Air conditioners and heat pumps often have “crankcase heaters” (also called “sump heaters”). Their purpose in life is to protect the compressor from refrigerant “migration” during off-cycle conditions when the compressor becomes cooler than other components in the system, causing refrigerant to condense in the compressor. Refrigerant can also migrate to the compressor when it isn’t cooler than other components because oil in a compressor sump absorbs refrigerant. Gravitational drainback of refrigerant to a compressor is another way for liquid refrigerant to fill an oil sump. Liquid refrigerant damages compressors directly, breaking pistons and valves. Excess refrigerant in a compressor’s oil sump also lowers lubricant viscosity, causing “scuffing” between sliding surfaces in the compressor.
Ironically, crankcase heaters are notorious for failing. Heat pumps can be designed to be tolerant of refrigerant migration, eliminating the need for crankcase heaters, so why aren’t they? Heat pumps with sump heaters are vestiges of older designs or old designers. Modern heat pumps should take advantage of refrigerant tolerant compressor technologies (eg, scroll compressors), compressor speed (inverter drive) control, digital refrigerant controls, and smaller heat exchanger tubing (eg, aluminum microchannels and 5mm diameter tubing). Many of these new technologies reduce unit cost and improve system efficiency, as seen in today’s very high efficiency mini-split heat pumps.
Crankcase heater energy is not included in yellow tag efficiency labels (see Figure 1). With a crankcase heater, the HSPF (Heating Seasonal Performance Factor) is actually 0 on days without heat pump operation! Today’s high performance homes are more susceptible to crankcase heater standby energy losses because heat is not needed until outdoor temperatures drop below 40 to 50F. Some sump heaters have temperature controls that activate the heater when outdoor temperatures are between 60 to 70F, while some heaters are always active whenever the compressor is inactive.
Residential heat pump crankcase heaters range from 40 to 70W of power. The amount of active heater time will vary depending on climate and home heating needs. For a high performance house that does not need significant heat until outdoor temperatures drop below 40F, as much as 2400 annual hours are at temperatures in the 40 to 65F range in northern tier climates while 700 to 1000 hours occur in milder, southern climates. A 70W heater active for 2000 hours per year would use 140kW-hours of electricity, or about $17, which is about half the energy used by a refrigerator and is sufficient for driving an electric vehicle 500 miles. An idle heat pump could potential use 4 times this energy per year (8000 hours).

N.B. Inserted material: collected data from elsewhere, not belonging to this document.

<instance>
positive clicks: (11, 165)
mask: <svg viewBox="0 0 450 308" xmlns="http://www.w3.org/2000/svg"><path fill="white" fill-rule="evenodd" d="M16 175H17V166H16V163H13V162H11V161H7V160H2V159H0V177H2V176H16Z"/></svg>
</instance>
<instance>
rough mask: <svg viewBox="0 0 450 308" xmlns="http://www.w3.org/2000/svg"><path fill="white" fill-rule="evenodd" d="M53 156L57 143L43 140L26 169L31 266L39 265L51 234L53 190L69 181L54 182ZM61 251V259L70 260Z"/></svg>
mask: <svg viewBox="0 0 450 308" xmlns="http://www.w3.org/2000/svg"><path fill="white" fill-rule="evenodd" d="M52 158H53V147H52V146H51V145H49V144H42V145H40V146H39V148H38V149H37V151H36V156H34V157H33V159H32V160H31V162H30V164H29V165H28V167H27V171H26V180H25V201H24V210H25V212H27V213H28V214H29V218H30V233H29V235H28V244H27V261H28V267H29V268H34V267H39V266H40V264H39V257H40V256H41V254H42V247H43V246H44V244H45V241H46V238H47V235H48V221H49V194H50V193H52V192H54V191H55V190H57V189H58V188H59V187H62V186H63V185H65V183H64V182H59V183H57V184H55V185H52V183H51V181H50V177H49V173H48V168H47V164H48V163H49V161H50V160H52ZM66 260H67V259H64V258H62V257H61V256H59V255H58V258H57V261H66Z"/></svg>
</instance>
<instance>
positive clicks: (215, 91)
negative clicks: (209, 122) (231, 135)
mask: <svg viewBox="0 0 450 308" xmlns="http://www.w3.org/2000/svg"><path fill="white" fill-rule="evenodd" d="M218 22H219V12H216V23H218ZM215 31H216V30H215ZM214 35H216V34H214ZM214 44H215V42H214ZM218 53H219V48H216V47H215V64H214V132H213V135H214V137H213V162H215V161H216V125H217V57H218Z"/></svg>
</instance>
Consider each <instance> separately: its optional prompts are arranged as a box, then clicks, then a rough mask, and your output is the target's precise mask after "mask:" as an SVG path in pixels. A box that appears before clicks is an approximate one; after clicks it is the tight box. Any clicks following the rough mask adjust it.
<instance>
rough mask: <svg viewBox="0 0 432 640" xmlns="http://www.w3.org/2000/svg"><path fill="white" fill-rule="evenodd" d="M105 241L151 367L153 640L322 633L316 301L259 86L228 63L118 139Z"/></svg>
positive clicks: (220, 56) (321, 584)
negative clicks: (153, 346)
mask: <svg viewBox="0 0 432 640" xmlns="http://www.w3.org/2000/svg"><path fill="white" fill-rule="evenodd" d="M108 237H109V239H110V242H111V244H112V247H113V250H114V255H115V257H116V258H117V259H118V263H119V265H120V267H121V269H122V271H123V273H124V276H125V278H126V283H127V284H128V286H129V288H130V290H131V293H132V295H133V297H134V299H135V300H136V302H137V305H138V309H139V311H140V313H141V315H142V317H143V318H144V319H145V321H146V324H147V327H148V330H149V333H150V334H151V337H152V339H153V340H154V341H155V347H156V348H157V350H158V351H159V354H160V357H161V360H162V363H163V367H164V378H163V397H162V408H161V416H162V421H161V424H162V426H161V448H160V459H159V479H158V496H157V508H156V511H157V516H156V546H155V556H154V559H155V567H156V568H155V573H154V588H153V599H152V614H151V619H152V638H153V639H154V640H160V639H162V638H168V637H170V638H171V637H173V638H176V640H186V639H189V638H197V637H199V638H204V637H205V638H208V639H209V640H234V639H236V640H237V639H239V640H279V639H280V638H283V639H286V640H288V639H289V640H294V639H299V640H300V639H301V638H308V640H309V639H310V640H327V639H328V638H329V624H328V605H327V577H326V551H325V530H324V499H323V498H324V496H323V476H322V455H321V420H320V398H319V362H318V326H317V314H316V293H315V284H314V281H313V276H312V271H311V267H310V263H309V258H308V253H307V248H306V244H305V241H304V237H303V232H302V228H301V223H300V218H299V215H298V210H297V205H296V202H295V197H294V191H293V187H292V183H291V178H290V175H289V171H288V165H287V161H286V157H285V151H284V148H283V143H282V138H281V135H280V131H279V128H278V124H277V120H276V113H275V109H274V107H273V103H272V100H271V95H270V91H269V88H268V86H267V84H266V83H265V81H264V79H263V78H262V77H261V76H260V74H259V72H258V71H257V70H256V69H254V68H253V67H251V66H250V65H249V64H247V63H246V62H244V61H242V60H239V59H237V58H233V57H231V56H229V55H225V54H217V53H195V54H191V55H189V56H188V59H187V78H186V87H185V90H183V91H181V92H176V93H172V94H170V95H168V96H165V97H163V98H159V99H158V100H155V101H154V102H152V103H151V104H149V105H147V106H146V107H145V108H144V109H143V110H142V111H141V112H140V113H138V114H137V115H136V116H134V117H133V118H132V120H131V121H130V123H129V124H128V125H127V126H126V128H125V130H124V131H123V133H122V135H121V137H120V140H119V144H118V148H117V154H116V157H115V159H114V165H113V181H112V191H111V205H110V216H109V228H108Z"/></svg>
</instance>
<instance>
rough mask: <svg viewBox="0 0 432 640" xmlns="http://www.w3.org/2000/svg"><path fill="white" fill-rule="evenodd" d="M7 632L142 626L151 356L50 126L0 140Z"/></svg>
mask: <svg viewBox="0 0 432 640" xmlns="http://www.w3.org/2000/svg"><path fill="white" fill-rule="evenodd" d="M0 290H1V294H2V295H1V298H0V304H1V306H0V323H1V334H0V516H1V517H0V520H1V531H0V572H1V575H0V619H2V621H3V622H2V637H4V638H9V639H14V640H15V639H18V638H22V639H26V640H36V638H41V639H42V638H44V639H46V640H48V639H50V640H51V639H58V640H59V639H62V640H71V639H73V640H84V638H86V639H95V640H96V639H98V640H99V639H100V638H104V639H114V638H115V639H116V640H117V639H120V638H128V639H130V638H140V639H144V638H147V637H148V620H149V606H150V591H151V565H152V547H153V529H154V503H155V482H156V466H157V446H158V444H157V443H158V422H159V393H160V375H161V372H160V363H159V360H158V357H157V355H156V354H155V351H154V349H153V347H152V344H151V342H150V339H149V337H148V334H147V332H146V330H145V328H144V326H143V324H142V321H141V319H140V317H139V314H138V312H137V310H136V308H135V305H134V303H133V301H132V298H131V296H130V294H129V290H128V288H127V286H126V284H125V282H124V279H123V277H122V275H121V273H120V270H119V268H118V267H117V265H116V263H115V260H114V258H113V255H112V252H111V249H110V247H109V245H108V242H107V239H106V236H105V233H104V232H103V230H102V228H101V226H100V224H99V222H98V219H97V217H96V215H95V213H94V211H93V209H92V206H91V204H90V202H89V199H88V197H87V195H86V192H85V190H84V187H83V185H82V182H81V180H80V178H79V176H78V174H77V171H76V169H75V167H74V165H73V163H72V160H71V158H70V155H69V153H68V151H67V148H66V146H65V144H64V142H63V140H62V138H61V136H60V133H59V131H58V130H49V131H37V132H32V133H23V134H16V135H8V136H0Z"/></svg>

Identifying heat pump units with crankcase heaters is not straightforward. Product brochures do not have heater details, however the Technical guide specifications typically do contain sump heater information. Figure 2 displays a component specification table from the Trane XR14 economy heat pump guide that showing none of the XR14 models have crankcase heaters.
Figure 3 shows a similar technical specification guide for Trane’s high end XL20i series heat pumps, which conversely all contain crankcase heaters. Interestingly, Trane’s high end heat pumps are all inverter-drive, scroll compressors which tend to tolerate refrigerant migration.
We don’t want you to think we are picking on one company. Trane manufactures high quality equipment and is a leader in technology development. We can show the same with many other heat pump manufacturers. York, another manufacturer of high quality HVACR equipment, has similar product offerings and further demonstrates the confusing nature of crankcase heaters.
Figure 4 is the technical specification guide for York’s economy LX heat pump series. The specification guide table lists crankcase heaters for intermediate capacity heat pumps with “reciprocating” (piston) compressor, but no heaters for the 1 ½ ton (18,000Btu/h) and 5 ton (60,000Btu/h) scroll compressor models.
Figure 5 shows the technical specification for York’s premium Affinity heat pumps, listing crankcase heaters for all models even though all units use scroll compressors. It’s confusing!
The bottom line is to be aware of crankcase heaters, and that you can find models at all capacities that do not use crankcase heaters. Perhaps 140kW-hours per year of unneeded energy use doesn’t sound that bad, but over a heat pump’s lifetime, this energy might have provided 10,000 miles of EV driving.